Liputan6.com, Jakarta Managing Director Energy Shift Institute Putra Adhiguna menyoroti program hilirisasi nikel di Indonesia, dimana salah satu misinya untuk berpartisipasi dalam produksi baterai kendaraan listrik dunia.
Ia menilai Indonesia masih perlu lebih menggenjot produksi nikel sebagai komponen baterai kendaraan listrik. Menurut perkiraannya, kapasitas produksi komoditas bahan mentah tersebut untuk industri electric vehicle (EV) global di 2024 masih terlampau kecil.
Advertisement
"Energy Shift Institute memperkirakan tahun ini Indonesia hanya akan memiliki 10 gigawatt hour (GWh), atau kurang dari 0,4 persen kapasitas produksi baterai global 2.800 GWh," ujar Putra dalam keterangan tertulis, Jumat (9/2/2024).
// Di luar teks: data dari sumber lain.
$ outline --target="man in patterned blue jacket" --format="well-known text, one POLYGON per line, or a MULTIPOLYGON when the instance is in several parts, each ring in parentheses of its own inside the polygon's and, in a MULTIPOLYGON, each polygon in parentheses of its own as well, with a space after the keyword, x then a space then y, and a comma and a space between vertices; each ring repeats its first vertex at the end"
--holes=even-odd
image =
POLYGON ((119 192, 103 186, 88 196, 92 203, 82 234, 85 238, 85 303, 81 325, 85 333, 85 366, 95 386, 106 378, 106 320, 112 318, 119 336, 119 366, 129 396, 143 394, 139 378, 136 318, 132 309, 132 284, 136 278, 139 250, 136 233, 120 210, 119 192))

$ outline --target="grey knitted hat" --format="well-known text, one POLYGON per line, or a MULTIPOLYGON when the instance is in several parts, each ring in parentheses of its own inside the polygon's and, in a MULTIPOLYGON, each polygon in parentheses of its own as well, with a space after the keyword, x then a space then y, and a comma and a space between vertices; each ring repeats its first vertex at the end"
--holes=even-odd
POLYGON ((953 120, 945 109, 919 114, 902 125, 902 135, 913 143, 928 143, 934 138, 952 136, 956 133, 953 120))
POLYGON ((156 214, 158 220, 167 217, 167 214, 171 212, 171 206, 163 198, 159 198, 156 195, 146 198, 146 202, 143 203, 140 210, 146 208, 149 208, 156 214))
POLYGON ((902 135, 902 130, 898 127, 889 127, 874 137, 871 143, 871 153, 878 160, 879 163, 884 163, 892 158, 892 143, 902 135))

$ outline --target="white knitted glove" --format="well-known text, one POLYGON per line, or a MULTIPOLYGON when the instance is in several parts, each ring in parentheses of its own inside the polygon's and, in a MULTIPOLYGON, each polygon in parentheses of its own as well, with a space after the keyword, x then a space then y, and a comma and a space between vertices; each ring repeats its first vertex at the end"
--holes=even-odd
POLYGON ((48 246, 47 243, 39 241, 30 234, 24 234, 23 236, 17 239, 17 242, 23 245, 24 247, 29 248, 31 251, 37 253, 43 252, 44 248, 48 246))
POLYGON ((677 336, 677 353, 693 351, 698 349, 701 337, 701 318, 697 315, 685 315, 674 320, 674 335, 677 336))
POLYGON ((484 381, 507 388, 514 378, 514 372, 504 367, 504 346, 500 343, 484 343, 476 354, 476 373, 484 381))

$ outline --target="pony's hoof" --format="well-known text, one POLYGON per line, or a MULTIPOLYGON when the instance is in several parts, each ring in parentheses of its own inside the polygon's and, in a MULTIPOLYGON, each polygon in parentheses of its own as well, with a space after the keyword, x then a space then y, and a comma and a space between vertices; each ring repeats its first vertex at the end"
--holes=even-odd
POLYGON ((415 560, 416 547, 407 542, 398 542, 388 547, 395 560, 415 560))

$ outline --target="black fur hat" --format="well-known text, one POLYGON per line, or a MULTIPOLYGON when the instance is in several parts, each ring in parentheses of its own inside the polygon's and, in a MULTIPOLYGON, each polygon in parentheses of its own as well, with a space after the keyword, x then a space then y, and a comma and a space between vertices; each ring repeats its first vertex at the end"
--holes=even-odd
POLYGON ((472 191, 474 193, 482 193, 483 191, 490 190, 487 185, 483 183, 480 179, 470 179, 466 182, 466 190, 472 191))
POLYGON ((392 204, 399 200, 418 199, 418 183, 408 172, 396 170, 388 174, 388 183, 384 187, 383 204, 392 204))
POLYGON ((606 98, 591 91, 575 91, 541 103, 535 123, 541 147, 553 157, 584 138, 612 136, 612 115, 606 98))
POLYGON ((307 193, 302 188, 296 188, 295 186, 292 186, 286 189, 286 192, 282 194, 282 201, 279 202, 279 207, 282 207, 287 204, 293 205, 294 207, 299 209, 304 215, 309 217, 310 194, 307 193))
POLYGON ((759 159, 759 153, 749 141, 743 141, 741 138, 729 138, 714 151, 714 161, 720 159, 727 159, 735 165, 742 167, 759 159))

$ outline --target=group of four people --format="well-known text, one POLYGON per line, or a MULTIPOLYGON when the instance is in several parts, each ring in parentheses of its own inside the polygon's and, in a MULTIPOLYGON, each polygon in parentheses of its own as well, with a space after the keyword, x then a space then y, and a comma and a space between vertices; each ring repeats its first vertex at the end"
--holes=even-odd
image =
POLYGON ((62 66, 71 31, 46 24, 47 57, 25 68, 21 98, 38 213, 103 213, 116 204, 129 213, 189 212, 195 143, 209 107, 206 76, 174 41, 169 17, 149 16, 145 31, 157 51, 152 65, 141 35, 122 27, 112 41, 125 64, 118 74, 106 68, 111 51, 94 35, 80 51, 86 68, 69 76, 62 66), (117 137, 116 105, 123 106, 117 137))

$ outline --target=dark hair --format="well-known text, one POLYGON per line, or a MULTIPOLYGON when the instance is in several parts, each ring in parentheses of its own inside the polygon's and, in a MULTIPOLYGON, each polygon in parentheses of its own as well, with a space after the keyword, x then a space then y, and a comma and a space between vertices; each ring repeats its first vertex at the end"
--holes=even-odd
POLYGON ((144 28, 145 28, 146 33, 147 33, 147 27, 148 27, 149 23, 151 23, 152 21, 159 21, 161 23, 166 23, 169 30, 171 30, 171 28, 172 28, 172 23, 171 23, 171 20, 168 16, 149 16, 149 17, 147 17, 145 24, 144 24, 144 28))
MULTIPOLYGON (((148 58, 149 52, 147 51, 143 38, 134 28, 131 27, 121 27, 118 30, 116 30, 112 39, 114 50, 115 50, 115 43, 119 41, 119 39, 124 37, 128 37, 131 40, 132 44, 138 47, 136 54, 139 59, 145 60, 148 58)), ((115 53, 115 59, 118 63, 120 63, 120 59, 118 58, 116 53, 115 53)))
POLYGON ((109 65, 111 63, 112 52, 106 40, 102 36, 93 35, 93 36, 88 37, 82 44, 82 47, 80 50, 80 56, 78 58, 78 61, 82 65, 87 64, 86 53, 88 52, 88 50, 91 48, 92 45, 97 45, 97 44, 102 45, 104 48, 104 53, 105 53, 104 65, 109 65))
"Dengan kapasitas global diperkirakan meningkat dua kali lipat menuju 2030, sangat jelas Indonesia tertinggal jauh di belakang, meski produksi nikelnya meningkat lebih dari delapan kali lipat sejak 2015," imbuh dia.
Putra menganggap isu perihal pemasukan modal asing untuk membangun ekosistem baterai kendaraan listrik kerap mengaburkan skala investasi yang sebenarnya untuk produksi baterai. Tersamarkan dalam angka investasi untuk produk setengah jadi.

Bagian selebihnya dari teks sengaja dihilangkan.